At the Indian reserve of Prairie Wolf borders, the isolated and dusty Liquors Store ran by Sally stands out. It is forbidden to introduce alcoholic beverages in the reserve area; in fact, there are some Native Americans, both men and women, surrounding the distressing shop, who passed the day spending the little money they have and then hoping that someone could buy them a beer.

Wait is the key word of Land. The Denetclaws wait. Wes the alcoholic waits for someone who buys him another beer; Mary, the elderly mother of the Denetclaws brothers, waits for the night in order to go and take Wes after bringing him to the liquor store every morning; Ray, the head of the family, waits for the army to give him Floyd’s corpse back, his brother who died during the war. When Floyd dies, Mary’s opportunity to redeem herself disappears but the listlessness that damaged Ray, a former alcoholic, also vanishes so he decides that it is time for his brother to overcome his addiction.

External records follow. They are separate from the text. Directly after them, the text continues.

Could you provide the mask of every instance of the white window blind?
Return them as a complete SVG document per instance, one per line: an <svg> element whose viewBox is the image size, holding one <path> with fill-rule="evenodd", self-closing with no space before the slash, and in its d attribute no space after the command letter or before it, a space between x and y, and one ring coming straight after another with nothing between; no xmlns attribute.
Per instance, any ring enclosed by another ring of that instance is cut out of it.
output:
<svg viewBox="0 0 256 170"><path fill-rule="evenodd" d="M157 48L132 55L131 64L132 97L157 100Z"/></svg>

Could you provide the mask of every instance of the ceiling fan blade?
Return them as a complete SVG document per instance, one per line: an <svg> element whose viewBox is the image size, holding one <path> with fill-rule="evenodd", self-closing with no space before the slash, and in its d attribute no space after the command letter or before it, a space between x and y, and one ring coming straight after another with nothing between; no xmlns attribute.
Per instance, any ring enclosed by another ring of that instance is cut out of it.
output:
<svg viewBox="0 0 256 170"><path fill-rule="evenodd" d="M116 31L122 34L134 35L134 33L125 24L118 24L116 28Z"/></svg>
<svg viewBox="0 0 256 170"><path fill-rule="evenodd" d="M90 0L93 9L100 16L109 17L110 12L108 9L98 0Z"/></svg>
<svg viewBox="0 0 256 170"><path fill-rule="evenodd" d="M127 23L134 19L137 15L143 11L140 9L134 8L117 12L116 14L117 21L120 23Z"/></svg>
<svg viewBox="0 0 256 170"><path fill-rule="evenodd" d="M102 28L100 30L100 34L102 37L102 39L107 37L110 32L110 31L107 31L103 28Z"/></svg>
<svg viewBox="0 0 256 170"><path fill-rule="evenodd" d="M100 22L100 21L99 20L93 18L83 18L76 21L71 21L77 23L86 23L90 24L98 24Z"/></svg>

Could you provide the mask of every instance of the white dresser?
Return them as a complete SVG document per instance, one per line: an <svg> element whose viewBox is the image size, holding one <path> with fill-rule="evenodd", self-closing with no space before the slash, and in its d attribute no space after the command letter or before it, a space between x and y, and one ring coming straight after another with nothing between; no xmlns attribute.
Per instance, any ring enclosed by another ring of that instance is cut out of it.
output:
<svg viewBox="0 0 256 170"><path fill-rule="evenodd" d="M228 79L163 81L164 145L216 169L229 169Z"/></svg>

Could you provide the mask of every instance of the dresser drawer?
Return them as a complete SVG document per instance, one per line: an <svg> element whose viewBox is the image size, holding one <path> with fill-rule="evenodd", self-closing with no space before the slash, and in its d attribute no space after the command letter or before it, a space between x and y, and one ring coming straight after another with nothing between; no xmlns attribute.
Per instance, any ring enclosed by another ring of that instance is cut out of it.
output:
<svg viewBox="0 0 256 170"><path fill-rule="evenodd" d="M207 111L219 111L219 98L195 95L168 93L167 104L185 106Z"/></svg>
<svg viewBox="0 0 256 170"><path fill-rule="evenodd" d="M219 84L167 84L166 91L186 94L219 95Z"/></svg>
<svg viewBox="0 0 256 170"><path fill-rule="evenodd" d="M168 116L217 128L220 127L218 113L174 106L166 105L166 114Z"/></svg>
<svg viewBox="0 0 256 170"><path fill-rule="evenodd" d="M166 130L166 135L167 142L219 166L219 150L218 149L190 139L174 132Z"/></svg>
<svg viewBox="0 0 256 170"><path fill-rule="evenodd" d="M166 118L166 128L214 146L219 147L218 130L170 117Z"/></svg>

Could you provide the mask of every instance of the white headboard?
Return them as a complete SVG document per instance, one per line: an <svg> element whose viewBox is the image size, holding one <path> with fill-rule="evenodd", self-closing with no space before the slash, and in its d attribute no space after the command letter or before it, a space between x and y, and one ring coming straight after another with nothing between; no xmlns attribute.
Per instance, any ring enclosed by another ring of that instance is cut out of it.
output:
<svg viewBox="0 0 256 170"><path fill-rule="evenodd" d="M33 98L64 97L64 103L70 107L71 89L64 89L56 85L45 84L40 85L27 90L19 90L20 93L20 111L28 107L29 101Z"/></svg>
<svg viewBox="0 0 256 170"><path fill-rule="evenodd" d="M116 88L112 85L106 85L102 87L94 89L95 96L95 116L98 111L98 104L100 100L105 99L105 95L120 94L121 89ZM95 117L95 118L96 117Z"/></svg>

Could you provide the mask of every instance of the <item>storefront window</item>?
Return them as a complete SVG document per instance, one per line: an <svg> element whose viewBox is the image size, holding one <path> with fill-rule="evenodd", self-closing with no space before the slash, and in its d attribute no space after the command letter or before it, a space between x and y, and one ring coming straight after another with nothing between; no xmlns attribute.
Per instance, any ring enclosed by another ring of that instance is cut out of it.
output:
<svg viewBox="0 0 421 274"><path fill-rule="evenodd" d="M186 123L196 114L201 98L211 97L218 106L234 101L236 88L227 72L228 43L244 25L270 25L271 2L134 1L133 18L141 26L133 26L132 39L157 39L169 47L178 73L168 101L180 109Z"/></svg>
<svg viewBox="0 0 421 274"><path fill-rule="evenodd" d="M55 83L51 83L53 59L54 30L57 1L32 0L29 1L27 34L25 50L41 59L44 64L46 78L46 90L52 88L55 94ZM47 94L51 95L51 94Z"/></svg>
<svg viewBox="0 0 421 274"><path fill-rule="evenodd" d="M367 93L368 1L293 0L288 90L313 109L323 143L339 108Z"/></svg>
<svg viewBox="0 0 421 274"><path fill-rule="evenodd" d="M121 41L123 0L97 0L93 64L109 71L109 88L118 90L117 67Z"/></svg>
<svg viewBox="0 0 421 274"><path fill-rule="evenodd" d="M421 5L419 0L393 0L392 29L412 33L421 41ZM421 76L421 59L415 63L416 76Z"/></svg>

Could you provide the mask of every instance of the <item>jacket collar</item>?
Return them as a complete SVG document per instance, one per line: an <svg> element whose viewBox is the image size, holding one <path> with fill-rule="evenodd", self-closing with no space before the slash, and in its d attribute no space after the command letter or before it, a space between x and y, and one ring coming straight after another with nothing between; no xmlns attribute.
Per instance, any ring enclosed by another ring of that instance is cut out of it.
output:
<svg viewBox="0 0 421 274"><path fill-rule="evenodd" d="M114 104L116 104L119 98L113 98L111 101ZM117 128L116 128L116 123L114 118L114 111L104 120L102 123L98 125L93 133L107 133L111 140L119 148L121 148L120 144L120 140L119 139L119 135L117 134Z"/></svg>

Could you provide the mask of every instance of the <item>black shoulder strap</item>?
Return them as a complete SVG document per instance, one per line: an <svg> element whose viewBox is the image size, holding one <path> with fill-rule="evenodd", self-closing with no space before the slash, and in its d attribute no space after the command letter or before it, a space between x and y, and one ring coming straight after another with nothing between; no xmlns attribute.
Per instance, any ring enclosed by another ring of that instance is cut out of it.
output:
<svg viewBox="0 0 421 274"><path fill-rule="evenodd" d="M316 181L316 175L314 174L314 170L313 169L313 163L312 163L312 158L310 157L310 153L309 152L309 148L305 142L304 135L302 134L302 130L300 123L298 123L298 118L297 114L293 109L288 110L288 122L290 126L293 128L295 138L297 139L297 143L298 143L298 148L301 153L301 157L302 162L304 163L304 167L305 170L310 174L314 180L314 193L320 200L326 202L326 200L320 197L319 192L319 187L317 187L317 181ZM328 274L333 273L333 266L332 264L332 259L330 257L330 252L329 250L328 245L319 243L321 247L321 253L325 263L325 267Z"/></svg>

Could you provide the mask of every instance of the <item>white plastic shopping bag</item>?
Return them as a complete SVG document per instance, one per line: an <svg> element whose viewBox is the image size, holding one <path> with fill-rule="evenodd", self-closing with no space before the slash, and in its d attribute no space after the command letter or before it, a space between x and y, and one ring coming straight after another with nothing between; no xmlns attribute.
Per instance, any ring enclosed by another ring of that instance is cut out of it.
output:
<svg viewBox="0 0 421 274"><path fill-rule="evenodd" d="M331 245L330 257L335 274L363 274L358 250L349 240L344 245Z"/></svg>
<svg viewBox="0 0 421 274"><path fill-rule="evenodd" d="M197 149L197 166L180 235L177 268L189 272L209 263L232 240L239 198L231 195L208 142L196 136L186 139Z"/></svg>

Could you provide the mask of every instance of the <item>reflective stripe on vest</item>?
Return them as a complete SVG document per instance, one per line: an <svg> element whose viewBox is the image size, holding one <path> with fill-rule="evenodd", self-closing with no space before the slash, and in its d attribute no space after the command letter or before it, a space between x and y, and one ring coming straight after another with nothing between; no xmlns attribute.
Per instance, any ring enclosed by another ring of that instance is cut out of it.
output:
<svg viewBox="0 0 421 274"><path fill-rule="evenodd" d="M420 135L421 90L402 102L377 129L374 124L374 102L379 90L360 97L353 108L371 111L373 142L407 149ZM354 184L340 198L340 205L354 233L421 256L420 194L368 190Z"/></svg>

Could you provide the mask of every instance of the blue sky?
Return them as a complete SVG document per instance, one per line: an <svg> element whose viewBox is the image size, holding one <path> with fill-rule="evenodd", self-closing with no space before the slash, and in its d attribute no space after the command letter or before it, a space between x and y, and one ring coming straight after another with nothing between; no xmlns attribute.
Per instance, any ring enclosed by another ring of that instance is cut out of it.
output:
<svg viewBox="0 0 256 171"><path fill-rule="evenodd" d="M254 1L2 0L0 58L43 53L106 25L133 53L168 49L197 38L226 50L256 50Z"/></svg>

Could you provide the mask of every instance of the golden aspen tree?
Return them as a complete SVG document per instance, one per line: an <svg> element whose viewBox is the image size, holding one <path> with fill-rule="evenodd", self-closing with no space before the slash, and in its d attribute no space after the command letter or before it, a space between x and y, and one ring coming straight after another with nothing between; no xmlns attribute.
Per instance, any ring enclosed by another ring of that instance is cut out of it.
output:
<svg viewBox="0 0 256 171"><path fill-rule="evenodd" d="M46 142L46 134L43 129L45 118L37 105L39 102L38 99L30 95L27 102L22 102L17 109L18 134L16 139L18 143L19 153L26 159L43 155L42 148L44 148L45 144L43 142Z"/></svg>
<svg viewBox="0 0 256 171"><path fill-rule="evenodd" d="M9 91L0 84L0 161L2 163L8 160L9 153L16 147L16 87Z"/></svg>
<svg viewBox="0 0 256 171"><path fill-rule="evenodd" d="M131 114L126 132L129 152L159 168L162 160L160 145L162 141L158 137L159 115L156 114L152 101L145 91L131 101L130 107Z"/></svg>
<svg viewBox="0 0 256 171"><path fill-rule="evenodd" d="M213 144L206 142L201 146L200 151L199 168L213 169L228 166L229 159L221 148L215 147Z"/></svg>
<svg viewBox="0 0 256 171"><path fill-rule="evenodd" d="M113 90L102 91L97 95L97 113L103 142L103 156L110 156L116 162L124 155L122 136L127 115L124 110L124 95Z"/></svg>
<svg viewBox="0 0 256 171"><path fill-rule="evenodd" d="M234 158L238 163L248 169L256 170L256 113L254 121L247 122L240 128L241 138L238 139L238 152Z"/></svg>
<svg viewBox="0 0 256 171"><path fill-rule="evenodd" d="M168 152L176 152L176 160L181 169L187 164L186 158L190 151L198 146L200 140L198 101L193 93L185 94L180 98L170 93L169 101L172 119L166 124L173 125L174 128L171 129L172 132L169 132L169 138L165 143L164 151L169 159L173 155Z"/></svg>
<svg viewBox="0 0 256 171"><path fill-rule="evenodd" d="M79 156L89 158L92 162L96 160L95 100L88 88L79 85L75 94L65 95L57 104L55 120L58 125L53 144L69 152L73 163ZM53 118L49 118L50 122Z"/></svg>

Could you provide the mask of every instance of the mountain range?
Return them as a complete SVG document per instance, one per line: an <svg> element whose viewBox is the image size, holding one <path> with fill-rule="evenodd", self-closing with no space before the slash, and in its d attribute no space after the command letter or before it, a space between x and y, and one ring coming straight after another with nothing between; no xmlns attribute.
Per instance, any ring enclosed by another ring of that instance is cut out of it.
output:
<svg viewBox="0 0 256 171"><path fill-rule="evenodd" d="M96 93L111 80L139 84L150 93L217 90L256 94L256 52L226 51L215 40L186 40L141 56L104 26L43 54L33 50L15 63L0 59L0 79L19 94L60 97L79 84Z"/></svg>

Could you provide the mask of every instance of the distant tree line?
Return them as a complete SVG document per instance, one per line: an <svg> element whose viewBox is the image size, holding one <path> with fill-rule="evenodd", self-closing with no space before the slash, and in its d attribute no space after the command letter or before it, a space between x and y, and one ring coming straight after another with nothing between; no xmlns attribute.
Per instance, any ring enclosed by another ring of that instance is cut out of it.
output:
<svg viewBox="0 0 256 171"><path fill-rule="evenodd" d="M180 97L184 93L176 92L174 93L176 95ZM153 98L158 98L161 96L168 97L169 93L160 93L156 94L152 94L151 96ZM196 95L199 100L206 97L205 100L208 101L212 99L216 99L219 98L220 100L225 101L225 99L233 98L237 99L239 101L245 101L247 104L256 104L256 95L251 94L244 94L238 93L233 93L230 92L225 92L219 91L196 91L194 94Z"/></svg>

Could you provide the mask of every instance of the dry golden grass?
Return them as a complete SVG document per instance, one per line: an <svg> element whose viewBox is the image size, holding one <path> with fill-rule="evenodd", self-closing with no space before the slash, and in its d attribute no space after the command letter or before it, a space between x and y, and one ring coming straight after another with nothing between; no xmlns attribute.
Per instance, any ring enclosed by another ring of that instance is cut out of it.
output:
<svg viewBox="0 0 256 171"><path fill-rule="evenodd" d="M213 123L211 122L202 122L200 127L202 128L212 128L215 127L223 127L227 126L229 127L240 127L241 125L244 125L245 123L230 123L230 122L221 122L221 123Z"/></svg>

The apathetic life of Natives flows among alcohol for someone and work for others and it reflects in the use of a slow mise-en-scène. Jalali prefers slow framings and intense close shots that emphasize the depressing and resigned looks of the main characters, almost all non-professional actors even if they are provided with a very strong stage presence.

Land is not a documentary, but it could be. The Denetclaws are a fiction family but they also are the truthful representation of lots of families that fight against the reality every day or most of time they end up surrendering to it, abandoned and forgotten by a Country they do not feel as their homeland.

Land is a bitter pill to swallow and it leaves the spectators sad and helpless. It is a pessimistic film whose only, weak glimmer of hope comes from Ray’s determination, from the will of redemption represented by the appropriation of a fighting cock and a car heading towards the rocky horizon of the desert.